Further, the insulating arc wall in the magnetic system component of the utility model can generate gas which is beneficial to cooling the temperature of the arc under the high temperature effect of the arc, and the gas can also help to drive the arc into the arc extinguishing chamber, so that the voltage of the arc is raised more quickly, and the arc is extinguished effectively.

Drawings

The drawings described herein are for illustration purposes only and are not intended to limit the scope of the present disclosure in any way. In addition, the shapes, proportional sizes, and the like of the respective components in the drawings are merely illustrative for aiding in understanding the present utility model, and are not particularly limited. In the drawings:

FIG. 1 is a schematic diagram of an embodiment of the present utility model;

FIG. 2 is an exploded view of an embodiment of the present utility model;

FIG. 3 is an internal schematic diagram of an embodiment of the present utility model;

FIG. 4 is a schematic view of the position of a stationary contact according to an embodiment of the present utility model;

FIG. 5 is a schematic diagram of a first magnetic system component of an embodiment of the present utility model;

FIG. 6 is a schematic diagram of a third magnetizer according to an embodiment of the present utility model;

FIG. 7 is a schematic diagram of a second magnetic system component of an embodiment of the present utility model;

FIG. 8 is a schematic view of a moving contact holder according to an embodiment of the present utility model;

1, a shell;

2. a first stationary contact assembly; 21, a first static contact part; 22, a first static contact arc striking part; 23, a first static contact connecting part;

3. The second static contact assembly, 31, the second static contact part, 32, the second static contact arc striking part, 33, the second static contact connecting part;

4. the device comprises a moving contact, a first contact part of the moving contact, a second contact part of the moving contact, a moving contact bracket and a second contact part of the moving contact, wherein the moving contact is 41;

6. The first arc extinguishing chamber, 61, a first metal grid sheet, 62, a first fixed clamping plate;

7. The second arc extinguishing chamber, 71, second metal grid plates, 72, second fixed clamping plates;

8. First magnetic system component 81, first permanent magnet 82, first magnetizer 821, first side wall 8211, first tooth-shaped extension part 822, second side wall 8221, second tooth-shaped extension part 83, first insulation arc-separating cover 831, first insulation arc-separating wall 832, second insulation arc-separating wall;

9. Second magnetic system component 91, second permanent magnet 92, second magnetizer 921, third side wall 922, fourth side wall 93, second insulating arc-isolating cover 9211, third tooth-shaped extension portion 9221, fourth tooth-shaped extension portion 931, third insulating arc-isolating wall 932, fourth insulating arc-isolating wall;

10. Third magnetizer, 11, fourth magnetizer.

Detailed Description

In order to make the technical solution of the present utility model better understood by those skilled in the art, the technical solution of the present utility model will be clearly and completely described below with reference to the accompanying drawings in the embodiments of the present utility model, and it is apparent that the described embodiments are only some embodiments of the present utility model, not all embodiments. All other embodiments, which can be made by those skilled in the art based on the embodiments of the utility model without making any inventive effort, shall fall within the scope of the utility model.

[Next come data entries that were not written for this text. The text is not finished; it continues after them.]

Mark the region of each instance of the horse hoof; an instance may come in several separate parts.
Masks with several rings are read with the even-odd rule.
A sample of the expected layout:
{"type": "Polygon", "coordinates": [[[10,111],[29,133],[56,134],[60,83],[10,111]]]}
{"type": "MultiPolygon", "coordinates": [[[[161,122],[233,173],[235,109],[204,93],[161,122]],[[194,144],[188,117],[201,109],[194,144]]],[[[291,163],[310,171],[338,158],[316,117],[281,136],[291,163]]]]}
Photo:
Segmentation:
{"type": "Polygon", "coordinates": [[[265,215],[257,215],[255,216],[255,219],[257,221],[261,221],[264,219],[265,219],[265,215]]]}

It will be understood that when an element is referred to as being "disposed on" another element, it can be directly on the other element or intervening elements may also be present. When an element is referred to as being "connected" to another element, it can be directly connected to the other element or intervening elements may also be present. The terms "vertical," "horizontal," "left," "right," and the like are used herein for illustrative purposes only and are not meant to be the only embodiment.

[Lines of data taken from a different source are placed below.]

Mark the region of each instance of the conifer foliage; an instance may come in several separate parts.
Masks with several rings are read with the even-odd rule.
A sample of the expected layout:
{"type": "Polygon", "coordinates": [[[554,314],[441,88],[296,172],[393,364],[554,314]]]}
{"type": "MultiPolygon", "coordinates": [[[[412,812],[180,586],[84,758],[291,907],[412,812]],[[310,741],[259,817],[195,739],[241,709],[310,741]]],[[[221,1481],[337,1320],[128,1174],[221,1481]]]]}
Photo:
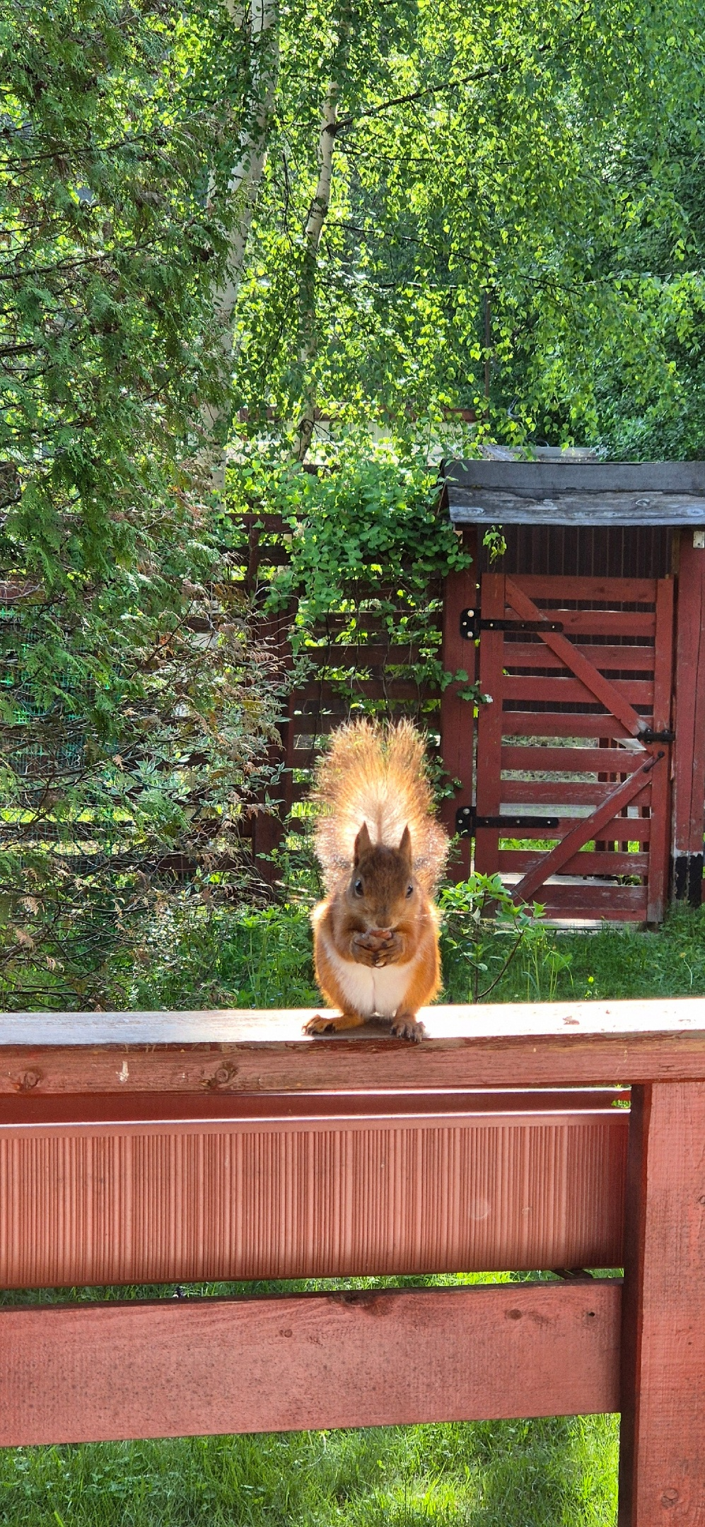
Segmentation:
{"type": "Polygon", "coordinates": [[[272,663],[185,466],[226,418],[246,44],[208,0],[0,6],[3,1006],[99,1002],[174,851],[232,861],[262,783],[272,663]]]}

Unless defined otherwise, all technical and scientific terms used herein have the same meaning as commonly understood by one of ordinary skill in the art to which this utility model belongs. The terminology used herein in the description of the utility model is for the purpose of describing particular embodiments only and is not intended to be limiting of the utility model. The term "and/or" as used herein includes any and all combinations of one or more of the associated listed items.

The present utility model will be described in detail with reference to the accompanying drawings.

As shown in fig. 1 and 2, the multi-grid switch unit of the present utility model includes a housing 1, a first fixed contact assembly 2, a second fixed contact assembly 3, a moving contact 4, a moving contact bracket 5, a first arc extinguishing chamber 6, a second arc extinguishing chamber 7, a first magnetic system assembly 8, a second magnetic system assembly 9, a third magnetizer 10 and a fourth magnetizer.

As shown in fig. 3 and fig. 4, the first stationary contact assembly 2 and the second stationary contact assembly 3 are both disposed on the bottom plate of the housing 1, the housing 1 is a rectangular housing, and the first stationary contact assembly 2 and the second stationary contact assembly 3 are disposed at two diagonal positions of the housing 1 respectively.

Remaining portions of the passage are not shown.